Ece Evliyaoğlu, Serdar Kilercioğlu, Hatice Asuman Yılmaz, Giovanni M. Turchini, Marina Paolucci, Timothy D. Clark, İbrahim Demirkale, Orhan Tufan Eroldoğan
Aquaculture 2022 v.550 pp. 737884
Oncorhynchus mykiss, aquaculture, aquaculture feeds, blood serum, condition factor, digestibility, feed conversion, feed intake, ferritin, ferrous sulfate, fish, gene expression, growth performance, hepcidin, intestines, iron, juveniles, leptin, lipids, liver, nutrient content, specific growth rate, transferrin, villi, weight gain
This study evaluated the effects of iron supplementation in plant-based aquafeed on growth performances, feed intake, nutrient composition, digestibility, iron-related serum parameters and gene expression in juvenile rainbow trout (Oncorhynchus mykiss). Triplicate groups of fish were fed for 60 days using incremental levels of iron in a ferrous sulphate heptahydrate form, as follows: 0 (group Fe0); 150 (group Fe150); 300 (group Fe300); 600 (group Fe600) mg iron/kg feed, corresponding to actual iron levels of 132, 273, 403, 741 mg iron/kg feed, respectively. As a further control, a fifth group was fed a commercial feed (CMF; 253 mg iron/kg feed).
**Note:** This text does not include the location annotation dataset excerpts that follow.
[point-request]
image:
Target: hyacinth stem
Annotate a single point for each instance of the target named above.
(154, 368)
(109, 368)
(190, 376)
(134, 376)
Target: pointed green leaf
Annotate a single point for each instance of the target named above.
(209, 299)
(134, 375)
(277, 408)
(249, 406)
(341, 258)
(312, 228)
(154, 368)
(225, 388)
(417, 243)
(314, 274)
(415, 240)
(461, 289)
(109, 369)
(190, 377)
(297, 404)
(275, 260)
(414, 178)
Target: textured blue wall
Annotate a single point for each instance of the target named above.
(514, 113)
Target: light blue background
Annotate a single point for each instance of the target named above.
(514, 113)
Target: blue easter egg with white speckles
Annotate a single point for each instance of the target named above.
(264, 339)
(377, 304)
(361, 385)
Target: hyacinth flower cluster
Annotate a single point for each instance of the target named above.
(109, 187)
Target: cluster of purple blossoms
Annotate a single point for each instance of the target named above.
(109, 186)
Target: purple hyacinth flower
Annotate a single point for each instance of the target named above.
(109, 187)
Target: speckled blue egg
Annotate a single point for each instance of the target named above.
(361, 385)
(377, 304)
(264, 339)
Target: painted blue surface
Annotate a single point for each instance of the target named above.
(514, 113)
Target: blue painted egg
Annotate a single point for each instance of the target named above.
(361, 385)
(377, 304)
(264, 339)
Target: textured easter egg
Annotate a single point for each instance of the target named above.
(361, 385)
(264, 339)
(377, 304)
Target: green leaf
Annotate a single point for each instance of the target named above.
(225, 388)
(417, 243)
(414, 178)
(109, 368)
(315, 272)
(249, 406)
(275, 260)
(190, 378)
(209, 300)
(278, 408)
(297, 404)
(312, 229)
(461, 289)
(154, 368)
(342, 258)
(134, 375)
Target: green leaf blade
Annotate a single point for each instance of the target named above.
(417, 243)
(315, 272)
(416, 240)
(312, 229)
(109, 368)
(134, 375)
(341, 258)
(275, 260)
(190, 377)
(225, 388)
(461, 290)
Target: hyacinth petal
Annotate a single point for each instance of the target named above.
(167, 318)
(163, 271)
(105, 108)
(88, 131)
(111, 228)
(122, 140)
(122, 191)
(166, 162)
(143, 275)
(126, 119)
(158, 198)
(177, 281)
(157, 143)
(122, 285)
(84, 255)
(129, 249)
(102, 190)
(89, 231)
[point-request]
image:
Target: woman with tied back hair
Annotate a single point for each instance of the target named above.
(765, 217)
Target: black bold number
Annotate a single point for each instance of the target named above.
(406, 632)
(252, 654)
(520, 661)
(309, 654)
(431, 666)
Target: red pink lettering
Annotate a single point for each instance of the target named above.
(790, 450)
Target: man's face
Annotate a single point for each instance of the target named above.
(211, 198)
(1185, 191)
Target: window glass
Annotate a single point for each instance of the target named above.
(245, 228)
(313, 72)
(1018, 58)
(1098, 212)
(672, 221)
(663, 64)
Growth performances showed that the highest specific growth rate (SGR), condition factor (CF), protein efficacy ratio (PER), feed intake (FI) and lowest feed conversion rate (FCR) were found in Fe150, Fe300 and CMF groups. Final weight and weight gain (WG) were significantly higher in CMF and Fe150 groups, followed by the Fe300, Fe600 and Fe0 groups (P < 0.05). Apparent digestibility coefficients (ADCs) of protein, lipid, ash and iron were over 90% in Fe150 and Fe300 groups, while significantly lower ADCs were observed in Fe0 and Fe600 groups. Intestinal histomorphological measurements of muscular thickness (muscularis externa; ME, inner circular layer; ICL, outer longitudinal layer; OLL) were higher in CMF and Fe150 groups, while villus length was generally similar among groups, with the exception of the Fe0 group. Serum iron levels were significantly higher in Fe150 and Fe300 groups, while total iron-binding capacity (TIBC) was highest in the Fe150 group. No significant differences were observed in either serum ferritin or liver ferritin gene expression among groups, although hepcidin gene expression was highest in the Fe300 group followed by the Fe150 group. Transferrin gene expression was the lowest in the Fe0 group. Appetite-related Leptin A1 gene expression was not affected by iron addition, but Leptin A2 was up-regulated in all groups except for the Fe0 group. In summary, the study showed that the addition of 150 mg/kg feed of iron (equivalent to ~270 mg/kg feed total) improved growth performances and feed utilization in rainbow trout, which aligns well with the iron levels in current commercial feeds.